Filed under: Photography and Art,Science — Chris Curtis @ 23:04

ngc869, originally uploaded by ThinkingCamera.

This is part of the double star cluster in Perseus taken tonight (in the bitter cold) while there was thin high cloud and the moon was rising. The less than perfect conditions meant a lot of processing, which is why some of the stars are a little “clumpy”.

What you are looking at is a genuine collection of stars about 7000 light years away. The stars are very young – only 5 million years or so – and are still close together since they formed together in a great cloud of gas and have not yet had time to move fully apart. Most of the stars in the cluster are hot and appear blue but some have already used most of their gas and are expanding into red giant stars – very obviously different in colour to the blue stars.
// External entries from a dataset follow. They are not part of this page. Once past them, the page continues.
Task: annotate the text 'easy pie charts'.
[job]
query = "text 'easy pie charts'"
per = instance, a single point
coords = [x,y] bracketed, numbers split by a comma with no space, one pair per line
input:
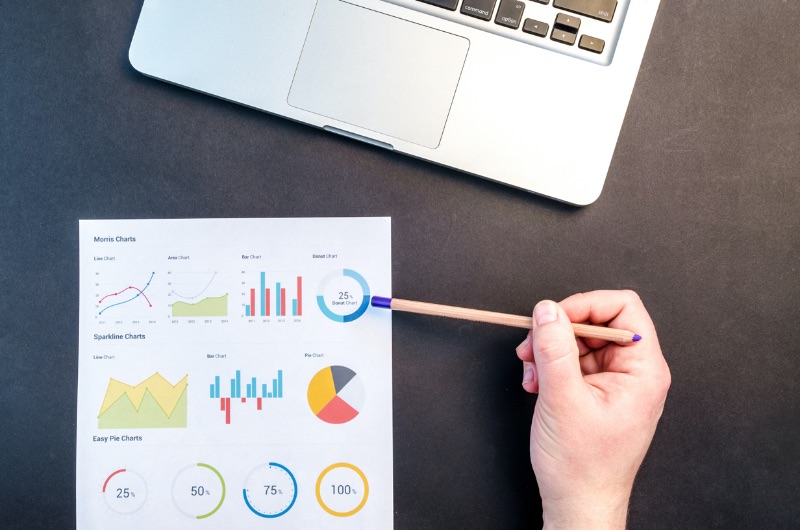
[336,394]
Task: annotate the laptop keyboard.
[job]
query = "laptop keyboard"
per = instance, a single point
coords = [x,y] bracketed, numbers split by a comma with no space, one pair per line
[585,29]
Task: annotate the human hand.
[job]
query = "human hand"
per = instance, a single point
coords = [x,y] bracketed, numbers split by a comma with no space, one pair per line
[598,406]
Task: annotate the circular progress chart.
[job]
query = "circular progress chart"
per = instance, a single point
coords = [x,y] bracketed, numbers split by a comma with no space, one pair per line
[336,394]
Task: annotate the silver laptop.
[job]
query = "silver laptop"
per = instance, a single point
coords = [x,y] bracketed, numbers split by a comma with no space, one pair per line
[529,93]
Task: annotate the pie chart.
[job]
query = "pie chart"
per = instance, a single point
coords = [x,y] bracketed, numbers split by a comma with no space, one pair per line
[335,394]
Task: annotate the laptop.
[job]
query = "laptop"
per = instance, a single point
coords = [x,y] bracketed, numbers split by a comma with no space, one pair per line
[528,93]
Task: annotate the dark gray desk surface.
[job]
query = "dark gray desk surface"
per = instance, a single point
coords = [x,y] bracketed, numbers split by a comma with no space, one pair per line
[700,215]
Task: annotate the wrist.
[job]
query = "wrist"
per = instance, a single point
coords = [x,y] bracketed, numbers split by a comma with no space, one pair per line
[595,513]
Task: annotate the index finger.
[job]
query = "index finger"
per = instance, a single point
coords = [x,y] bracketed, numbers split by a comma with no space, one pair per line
[616,309]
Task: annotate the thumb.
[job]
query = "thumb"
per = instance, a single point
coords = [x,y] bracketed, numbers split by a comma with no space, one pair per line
[555,350]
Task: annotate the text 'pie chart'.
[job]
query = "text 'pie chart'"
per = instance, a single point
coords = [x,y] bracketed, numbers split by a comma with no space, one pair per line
[336,394]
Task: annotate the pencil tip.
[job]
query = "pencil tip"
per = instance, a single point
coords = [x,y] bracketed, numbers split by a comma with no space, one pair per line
[380,301]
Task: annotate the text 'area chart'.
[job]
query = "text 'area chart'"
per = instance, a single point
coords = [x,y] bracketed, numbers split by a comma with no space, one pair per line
[232,373]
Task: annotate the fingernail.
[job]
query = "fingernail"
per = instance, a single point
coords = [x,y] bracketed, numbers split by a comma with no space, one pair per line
[524,343]
[527,373]
[545,311]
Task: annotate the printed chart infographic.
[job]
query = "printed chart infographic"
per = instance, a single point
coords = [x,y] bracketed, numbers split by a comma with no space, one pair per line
[232,374]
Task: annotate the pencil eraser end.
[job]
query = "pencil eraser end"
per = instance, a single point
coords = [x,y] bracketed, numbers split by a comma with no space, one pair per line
[380,301]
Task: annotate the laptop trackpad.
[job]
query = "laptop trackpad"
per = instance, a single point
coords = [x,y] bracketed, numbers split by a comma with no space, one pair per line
[378,72]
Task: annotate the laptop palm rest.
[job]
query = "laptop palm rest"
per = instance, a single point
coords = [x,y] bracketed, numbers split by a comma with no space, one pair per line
[378,72]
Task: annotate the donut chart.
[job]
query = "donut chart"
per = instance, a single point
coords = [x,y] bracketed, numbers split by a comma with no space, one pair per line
[343,295]
[336,394]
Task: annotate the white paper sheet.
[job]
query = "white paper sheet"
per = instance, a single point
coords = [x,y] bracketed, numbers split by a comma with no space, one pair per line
[232,374]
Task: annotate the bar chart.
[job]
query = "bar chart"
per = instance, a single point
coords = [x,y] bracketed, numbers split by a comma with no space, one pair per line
[272,298]
[255,391]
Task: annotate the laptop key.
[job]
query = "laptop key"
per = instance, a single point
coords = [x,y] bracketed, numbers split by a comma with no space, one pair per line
[564,37]
[509,14]
[535,27]
[447,4]
[599,9]
[568,22]
[481,9]
[591,44]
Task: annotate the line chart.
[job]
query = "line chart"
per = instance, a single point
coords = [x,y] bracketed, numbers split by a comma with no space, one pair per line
[137,293]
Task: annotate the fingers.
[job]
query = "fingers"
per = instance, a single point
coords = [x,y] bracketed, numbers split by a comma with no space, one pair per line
[624,310]
[618,309]
[555,350]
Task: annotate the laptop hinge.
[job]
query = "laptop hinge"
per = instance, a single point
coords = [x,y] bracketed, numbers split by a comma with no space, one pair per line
[365,139]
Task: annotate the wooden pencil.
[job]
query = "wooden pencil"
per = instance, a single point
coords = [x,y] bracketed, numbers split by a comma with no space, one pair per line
[503,319]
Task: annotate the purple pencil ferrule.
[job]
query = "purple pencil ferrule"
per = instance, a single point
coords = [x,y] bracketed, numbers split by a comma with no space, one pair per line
[380,301]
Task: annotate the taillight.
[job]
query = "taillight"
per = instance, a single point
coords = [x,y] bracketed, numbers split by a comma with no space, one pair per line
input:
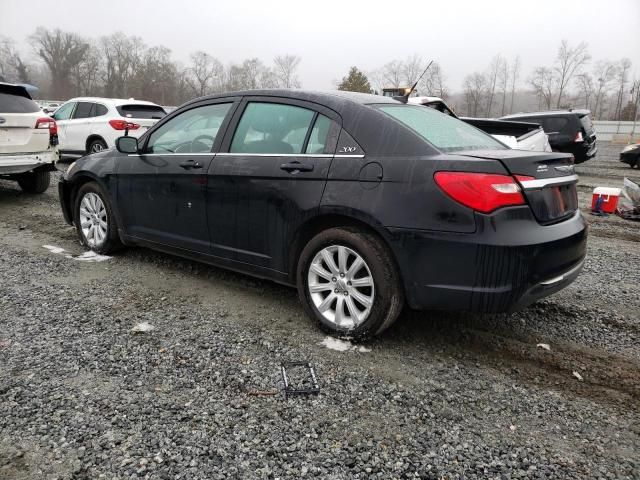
[49,123]
[483,192]
[123,125]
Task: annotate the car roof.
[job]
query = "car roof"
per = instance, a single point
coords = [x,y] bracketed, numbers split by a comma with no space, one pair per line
[14,89]
[550,113]
[113,101]
[330,98]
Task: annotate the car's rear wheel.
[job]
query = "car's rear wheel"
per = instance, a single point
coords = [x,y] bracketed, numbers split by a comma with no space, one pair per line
[94,219]
[35,182]
[349,283]
[96,146]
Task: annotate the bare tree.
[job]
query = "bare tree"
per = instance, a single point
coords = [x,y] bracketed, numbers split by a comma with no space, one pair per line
[411,69]
[475,87]
[392,73]
[492,76]
[61,52]
[569,62]
[542,80]
[622,78]
[122,55]
[285,70]
[86,74]
[433,82]
[515,74]
[604,72]
[503,82]
[586,88]
[204,74]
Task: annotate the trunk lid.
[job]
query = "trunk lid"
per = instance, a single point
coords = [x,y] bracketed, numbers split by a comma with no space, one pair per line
[551,191]
[18,117]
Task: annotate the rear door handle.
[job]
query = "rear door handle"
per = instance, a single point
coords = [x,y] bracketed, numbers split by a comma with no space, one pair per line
[293,167]
[190,164]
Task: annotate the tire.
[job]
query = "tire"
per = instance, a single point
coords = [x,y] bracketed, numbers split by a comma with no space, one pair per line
[94,219]
[357,320]
[35,182]
[96,146]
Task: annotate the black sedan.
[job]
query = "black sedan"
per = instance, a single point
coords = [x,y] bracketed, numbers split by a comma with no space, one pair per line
[631,155]
[361,202]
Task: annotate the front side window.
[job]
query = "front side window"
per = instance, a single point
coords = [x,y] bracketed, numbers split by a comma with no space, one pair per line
[193,131]
[272,128]
[446,133]
[65,111]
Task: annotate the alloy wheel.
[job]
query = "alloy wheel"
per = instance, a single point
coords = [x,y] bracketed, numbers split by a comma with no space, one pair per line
[341,286]
[93,219]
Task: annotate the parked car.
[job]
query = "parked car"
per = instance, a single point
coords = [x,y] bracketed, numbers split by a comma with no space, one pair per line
[631,155]
[90,124]
[28,140]
[359,201]
[569,131]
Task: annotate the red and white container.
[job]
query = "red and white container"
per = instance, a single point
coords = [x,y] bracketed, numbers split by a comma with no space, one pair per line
[605,199]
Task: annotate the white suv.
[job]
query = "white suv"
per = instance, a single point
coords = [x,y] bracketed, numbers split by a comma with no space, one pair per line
[90,124]
[27,140]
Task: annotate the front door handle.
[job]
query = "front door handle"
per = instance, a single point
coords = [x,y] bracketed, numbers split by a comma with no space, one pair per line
[296,166]
[190,164]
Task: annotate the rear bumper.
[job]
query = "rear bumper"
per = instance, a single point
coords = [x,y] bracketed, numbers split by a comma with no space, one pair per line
[21,163]
[508,263]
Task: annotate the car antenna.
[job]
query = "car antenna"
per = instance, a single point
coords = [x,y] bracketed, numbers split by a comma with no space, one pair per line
[405,98]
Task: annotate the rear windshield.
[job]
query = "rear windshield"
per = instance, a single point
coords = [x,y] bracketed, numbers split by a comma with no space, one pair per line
[446,133]
[10,103]
[141,111]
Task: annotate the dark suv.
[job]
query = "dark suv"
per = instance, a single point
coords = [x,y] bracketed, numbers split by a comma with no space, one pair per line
[570,131]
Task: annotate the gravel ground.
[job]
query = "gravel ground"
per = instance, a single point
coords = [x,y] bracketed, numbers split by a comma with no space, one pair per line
[438,396]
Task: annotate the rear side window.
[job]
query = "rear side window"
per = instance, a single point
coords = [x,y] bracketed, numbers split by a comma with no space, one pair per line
[141,111]
[65,111]
[10,103]
[98,110]
[446,133]
[83,110]
[272,128]
[553,124]
[193,131]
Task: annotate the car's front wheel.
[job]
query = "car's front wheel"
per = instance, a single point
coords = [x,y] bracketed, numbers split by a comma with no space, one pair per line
[94,219]
[348,283]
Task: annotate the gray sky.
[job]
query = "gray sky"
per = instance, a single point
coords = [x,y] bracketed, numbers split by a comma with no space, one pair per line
[331,35]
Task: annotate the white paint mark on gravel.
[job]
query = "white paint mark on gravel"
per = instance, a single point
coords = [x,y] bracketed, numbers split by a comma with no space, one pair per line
[89,256]
[54,249]
[342,345]
[142,327]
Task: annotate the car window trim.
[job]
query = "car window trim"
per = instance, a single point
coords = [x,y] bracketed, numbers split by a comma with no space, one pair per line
[233,101]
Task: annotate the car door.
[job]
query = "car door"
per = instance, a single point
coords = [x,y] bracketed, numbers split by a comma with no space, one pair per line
[268,178]
[62,118]
[162,190]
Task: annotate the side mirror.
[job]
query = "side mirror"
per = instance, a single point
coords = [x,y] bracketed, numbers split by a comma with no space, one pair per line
[127,144]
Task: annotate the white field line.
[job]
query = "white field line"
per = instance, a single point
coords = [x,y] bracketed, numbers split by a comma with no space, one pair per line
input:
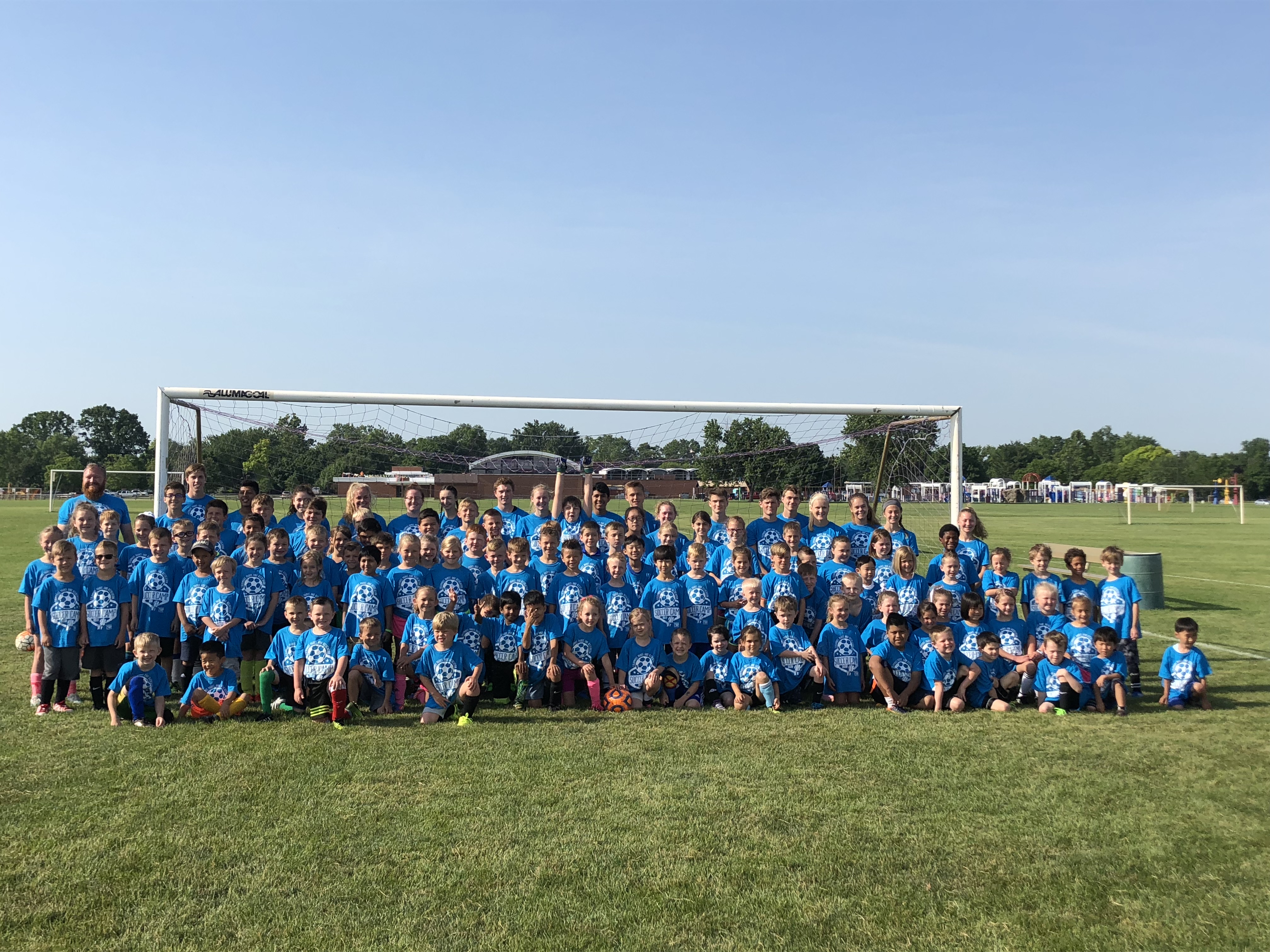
[1208,647]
This was made of 20, one-minute exposures, (Atik 16ic on 6-inch SCT) combined using “Astro Art” and further processed in Photoshop. The diffraction patterns on the brighter stars are courtesy of the “StarSpikesPro” plugin by Pro Digital.

The one-minute (rather than 30 second) exposures follow me updating the software on the mount for the telescope and then making a very careful polar alignment. The scope will keep an object in the field indefinitely now – visually, things stay where they started. This means that the telescope very accurately tracks the movement of the earth. However, photographically some one-minute exposures show movement while others show none at all. This is called “periodic error” and is because no mechanical system is perfect. The only answer is to guide the mount, using a camera and computer to immediately correct any movement while it is happening, and I will be experimenting with this over the next little while. I want to be able to do exposures lasting several minutes each to capture even dimmer and more subtle objects such as galaxies.